Implementing a CNN model for classification of negative vs positive class

Hello!

I was adventuring myself in creating a classifier with two classes, a positive and a negative one (e.g. cat vs not cat). Here is what I did:

  1. I created a databunch with two classes.
  2. I created a model using cnn_learner(...) specifying the resnet34 arch, which created a model with a head that ended in a 512 x 2 linear layer (because there are 2 classes in the databunch)
  3. I replaced the 512 x 2 linear layer with a 512 x 1 linear layer and a Flatten layer
  4. I replaced the default loss func (CrossEntropy) with the BCEWithLogitsLoss loss func.
  5. Used the accuracy_thresh metric for accuracy

Does this new model sounds reasonable? Should I approach it differently?

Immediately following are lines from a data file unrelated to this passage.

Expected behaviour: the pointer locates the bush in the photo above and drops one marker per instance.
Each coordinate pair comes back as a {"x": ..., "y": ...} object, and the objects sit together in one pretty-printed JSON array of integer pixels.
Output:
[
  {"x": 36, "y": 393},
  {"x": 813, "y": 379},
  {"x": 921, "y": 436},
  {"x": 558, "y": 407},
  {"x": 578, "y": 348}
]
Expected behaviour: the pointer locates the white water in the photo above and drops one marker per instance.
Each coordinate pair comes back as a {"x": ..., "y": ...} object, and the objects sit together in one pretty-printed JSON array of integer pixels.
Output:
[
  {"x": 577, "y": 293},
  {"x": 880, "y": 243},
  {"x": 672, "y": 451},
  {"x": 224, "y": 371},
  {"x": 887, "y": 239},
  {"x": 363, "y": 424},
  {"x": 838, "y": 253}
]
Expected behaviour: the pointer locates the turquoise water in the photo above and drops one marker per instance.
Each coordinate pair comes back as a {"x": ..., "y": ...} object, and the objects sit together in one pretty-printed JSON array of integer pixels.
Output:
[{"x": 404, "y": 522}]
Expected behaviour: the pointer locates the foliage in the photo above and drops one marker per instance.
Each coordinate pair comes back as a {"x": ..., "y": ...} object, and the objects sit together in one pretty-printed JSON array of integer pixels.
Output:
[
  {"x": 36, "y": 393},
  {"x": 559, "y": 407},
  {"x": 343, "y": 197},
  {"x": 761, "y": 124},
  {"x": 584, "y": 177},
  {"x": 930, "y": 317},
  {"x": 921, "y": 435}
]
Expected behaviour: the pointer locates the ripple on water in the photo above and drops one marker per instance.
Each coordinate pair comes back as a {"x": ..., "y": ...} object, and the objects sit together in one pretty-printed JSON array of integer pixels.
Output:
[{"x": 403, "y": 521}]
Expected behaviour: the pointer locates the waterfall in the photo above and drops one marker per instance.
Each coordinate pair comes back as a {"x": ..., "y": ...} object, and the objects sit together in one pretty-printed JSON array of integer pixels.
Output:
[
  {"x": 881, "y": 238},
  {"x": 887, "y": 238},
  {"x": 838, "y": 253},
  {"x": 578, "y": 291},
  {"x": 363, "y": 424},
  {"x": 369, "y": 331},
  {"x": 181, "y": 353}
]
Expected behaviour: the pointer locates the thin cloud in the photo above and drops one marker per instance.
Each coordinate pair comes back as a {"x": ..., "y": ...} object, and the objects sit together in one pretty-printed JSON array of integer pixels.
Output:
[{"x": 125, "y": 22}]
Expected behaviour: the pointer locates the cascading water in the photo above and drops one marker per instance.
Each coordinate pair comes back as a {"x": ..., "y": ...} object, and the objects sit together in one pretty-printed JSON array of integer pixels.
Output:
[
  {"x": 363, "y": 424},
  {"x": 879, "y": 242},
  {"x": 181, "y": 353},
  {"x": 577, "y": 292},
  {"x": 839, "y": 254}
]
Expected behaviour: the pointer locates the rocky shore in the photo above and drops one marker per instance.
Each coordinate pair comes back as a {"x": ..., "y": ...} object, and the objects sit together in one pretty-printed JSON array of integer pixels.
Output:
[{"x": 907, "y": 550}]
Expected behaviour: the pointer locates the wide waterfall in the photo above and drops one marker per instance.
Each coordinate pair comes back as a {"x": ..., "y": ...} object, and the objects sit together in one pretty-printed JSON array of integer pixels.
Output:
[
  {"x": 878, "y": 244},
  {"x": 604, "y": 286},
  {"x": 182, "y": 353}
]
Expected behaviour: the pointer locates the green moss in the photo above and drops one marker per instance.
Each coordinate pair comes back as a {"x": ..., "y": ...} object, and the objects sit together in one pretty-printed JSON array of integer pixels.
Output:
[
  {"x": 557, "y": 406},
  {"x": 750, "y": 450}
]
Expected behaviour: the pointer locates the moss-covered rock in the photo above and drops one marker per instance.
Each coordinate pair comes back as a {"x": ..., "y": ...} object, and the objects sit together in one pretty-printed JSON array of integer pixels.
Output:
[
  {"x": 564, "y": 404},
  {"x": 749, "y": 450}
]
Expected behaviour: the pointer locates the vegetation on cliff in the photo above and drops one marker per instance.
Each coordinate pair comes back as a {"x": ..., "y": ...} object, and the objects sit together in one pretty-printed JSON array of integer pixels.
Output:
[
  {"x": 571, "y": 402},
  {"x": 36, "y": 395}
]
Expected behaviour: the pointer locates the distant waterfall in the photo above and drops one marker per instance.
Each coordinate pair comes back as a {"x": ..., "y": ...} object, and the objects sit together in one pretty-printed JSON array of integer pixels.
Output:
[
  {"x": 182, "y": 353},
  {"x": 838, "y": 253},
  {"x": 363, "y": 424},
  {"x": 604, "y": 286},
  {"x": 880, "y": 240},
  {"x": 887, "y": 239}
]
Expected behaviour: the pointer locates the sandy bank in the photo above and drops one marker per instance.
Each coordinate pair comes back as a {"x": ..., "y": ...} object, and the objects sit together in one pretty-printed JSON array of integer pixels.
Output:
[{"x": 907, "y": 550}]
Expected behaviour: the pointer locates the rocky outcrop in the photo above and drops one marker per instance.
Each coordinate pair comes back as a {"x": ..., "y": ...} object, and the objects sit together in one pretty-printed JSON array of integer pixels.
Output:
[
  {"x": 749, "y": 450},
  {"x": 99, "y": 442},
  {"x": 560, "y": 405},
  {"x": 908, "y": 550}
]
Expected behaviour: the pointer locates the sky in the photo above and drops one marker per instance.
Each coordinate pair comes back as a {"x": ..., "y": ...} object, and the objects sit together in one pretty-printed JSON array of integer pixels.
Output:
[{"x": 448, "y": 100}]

Asking since I am a newbie and I wanted to know if the changes I made sound reasonable or if they for some reason, don’t make sense. The model behaved well, so I guess I am not that far from the ideal solution.

Best regards,
Musa

I think this approach is fine by itself. The model generally won’t get any better or worse because of the changes you made. The loss function is still meaningfully the same for all we know. Make sure you tune the threshold though.

Thanks for your feedback! I thought it was going to be a bit better since I replaced the softmax layer with a binary/sigmoid layer. I think something like this is what it was mentioned in lesson 10 of 2019 course part 2.

Look at this this way:

  1. Your model outputs just 1 number representing the probability of the presence of a particular class. Let’s call that number ‘p’ (0<p<1)
  2. BCE Loss takes into account two numbers : ‘p’ and ‘1-p’. They both add up to 1. This is exactly what a softmax over 2 outputs would have done for you.

So in essence, you’re still doing kind of the same thing but you have slightly lesser number of parameters now.